= 1930 Curuçá River event =

Possible meteorite fall over Curuçá River, Brazil

The 1930 Curuçá River event refers to the possible fall of objects on 13 August 1930 over the area of Curuçá River in Brazil. It is based on the account of a single investigator who interviewed witnesses to the purported event and then wrote a letter to the Vatican Observatory.

==Overview==
The event received little attention until 1995, when British astronomer Mark E. Bailey found in the Vatican Library archives a 1931 issue of L'Osservatore Romano, which contained a dispatch from the Franciscan friar Fedele d'Alviano. D'Alviano had visited the region five days after the event and interviewed people from the region; they told him they were frightened by what had happened. According to Bailey, the Curuçá event was one of the most important impact events of the 20th century.

Inspired by Bailey's article and based on images from Landsat satellites, the Brazilian astrophysicist Ramiro de la Reza attempted to find an astrobleme—the remains of a meteorite impact crater. He explored a circular feature measuring 1 km in diameter, to the southeast of the village of Argemiro, but found no evidence for impact.

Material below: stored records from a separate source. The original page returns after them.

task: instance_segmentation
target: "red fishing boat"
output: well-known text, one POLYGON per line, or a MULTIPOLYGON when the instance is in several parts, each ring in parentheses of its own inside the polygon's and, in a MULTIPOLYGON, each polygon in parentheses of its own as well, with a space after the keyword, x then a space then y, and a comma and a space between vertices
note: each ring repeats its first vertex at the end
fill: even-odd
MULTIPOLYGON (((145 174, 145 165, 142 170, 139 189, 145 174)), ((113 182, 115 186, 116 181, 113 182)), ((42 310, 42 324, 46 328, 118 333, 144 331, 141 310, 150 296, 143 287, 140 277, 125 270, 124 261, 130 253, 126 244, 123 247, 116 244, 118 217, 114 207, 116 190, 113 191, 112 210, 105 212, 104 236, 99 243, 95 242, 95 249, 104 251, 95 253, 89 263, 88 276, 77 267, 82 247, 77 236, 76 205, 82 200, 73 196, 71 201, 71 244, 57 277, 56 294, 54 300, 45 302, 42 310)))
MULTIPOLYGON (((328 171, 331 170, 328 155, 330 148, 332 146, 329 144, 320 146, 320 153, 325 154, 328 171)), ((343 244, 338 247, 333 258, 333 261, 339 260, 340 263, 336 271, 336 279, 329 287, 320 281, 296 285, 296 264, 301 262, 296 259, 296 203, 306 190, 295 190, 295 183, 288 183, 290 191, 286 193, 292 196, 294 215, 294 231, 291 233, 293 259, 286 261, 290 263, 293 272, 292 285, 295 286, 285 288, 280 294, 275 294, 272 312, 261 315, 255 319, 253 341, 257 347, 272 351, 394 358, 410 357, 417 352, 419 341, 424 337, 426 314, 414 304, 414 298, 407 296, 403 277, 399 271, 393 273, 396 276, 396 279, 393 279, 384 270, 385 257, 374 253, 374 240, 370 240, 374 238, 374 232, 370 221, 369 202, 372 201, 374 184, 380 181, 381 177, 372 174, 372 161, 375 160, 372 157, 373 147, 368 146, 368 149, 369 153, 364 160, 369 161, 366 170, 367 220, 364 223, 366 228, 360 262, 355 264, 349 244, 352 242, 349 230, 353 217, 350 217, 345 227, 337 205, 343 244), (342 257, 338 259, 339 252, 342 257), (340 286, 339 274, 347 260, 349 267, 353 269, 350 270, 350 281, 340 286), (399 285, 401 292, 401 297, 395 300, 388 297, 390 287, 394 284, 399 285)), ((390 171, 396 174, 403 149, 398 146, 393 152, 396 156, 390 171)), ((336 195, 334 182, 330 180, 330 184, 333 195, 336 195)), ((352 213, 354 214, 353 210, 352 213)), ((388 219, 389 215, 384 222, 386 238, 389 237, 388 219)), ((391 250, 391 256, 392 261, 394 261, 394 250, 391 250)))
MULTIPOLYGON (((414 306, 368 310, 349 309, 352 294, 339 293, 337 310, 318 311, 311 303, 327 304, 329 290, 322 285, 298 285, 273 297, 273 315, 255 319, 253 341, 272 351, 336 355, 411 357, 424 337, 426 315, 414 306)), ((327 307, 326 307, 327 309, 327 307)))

In the first week of June 1997, de la Reza led an expedition organized by Rede Globo and co-financed by ABC Television of Australia, to the region where the event is said to have occurred. Subsequent researchers have concluded that the circular feature is unrelated to the reported event, and is not an impact crater.

Assuming that the reported event was an air burst, various researchers have estimated the initial mass of the meteor at between 1,000 and 25,000 tons. Estimates for the energy released have varied from 9 kilotons, 100 kilotons, and 5 megatons, though most estimates place the energy at below 1 megaton, comparable to the Chelyabinsk meteor.